Hello Leeds United, Nottingham Forest and Blackburn Rovers. Goodbye York City and Morecambe.
“For four years we’d visited the same people - the Accrington Stanleys and what have you - so, having got promotion from League Two, there were all these new teams,” said Stewart as he reflected on last season’ League One campaign.
“There were many highlights last year. It took until Christmas to get certain individuals in and the bar was lifted. At Christmas we felt League One was easier than League Two. It wasn’t a case of not respecting people but we didn’t fear anybody.
“Here was a club competing at a high level and not only pinching the games but working hard to get the goals beyond the 90 minutes.
“It wasn’t any particular instance. The satisfaction and thrill came from how we played, how we maintained the performance, how we seemed to be near the top of League One consistently.
“After Christmas, the last touches to bring the side together were in place.
“The last four or five games, after we’d guaranteed our play-off spot, were almost a hindrance.
“I just found myself wanting to get them out of the way and get to the meat and bones, which was the play-offs.
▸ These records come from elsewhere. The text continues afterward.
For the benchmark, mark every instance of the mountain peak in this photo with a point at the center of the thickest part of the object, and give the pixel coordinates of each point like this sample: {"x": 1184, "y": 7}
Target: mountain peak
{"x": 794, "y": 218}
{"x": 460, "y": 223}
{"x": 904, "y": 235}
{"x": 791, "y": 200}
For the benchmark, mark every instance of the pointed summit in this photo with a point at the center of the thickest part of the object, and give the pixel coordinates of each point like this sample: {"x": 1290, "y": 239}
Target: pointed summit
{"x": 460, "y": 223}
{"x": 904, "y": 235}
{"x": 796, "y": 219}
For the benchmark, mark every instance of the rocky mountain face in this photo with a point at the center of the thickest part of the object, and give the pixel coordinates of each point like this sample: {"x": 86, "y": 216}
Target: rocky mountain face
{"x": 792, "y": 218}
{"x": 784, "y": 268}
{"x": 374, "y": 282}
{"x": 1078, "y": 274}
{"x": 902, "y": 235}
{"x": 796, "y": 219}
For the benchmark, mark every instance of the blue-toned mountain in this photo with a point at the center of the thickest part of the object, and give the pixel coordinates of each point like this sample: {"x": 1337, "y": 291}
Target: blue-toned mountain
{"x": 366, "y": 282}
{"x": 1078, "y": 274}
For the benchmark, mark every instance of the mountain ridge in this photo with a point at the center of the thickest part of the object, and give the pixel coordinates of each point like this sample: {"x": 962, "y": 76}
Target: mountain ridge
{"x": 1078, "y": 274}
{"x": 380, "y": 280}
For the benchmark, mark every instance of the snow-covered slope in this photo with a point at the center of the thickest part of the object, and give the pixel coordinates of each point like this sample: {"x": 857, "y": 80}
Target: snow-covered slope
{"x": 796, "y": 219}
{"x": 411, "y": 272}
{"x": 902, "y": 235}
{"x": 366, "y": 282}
I didn’t want any injuries or red cards.”
When it came to the meat and bones, the Millers found themselves up against the team no-one wanted to face, Preston.
“I do know that Preston were the favourites,” said Stewart. “They didn’t want us and we didn’t want them. I know that because I talked to their chairman.
“I remember being very anxious on the Saturday at Preston as whatever happened that day would wash into the following Thursday and the second leg.”
Rotherham duly drew 1-1 to set up the biggest home match of Stewart’s tenure.
“What an occasion, another sell-out. What a game,” he enthused. “Credit is due to the lads. We went behind but then we led 3-1 in the second half when Kieran Agard scored the third goal we were all gagging for.
“Preston came back and bombarded us but the boys held on and kept our position. It’s the best atmosphere I’ve known at New York Stadium.
“I think everyone around the town wanted that re-visit to Wembley after losing four years ago in the League Two Final to Dagenham.”
Ooh, there’s another one.
Goodbye Dagenham & Redbridge. Hello Norwich City, Cardiff City and Fulham.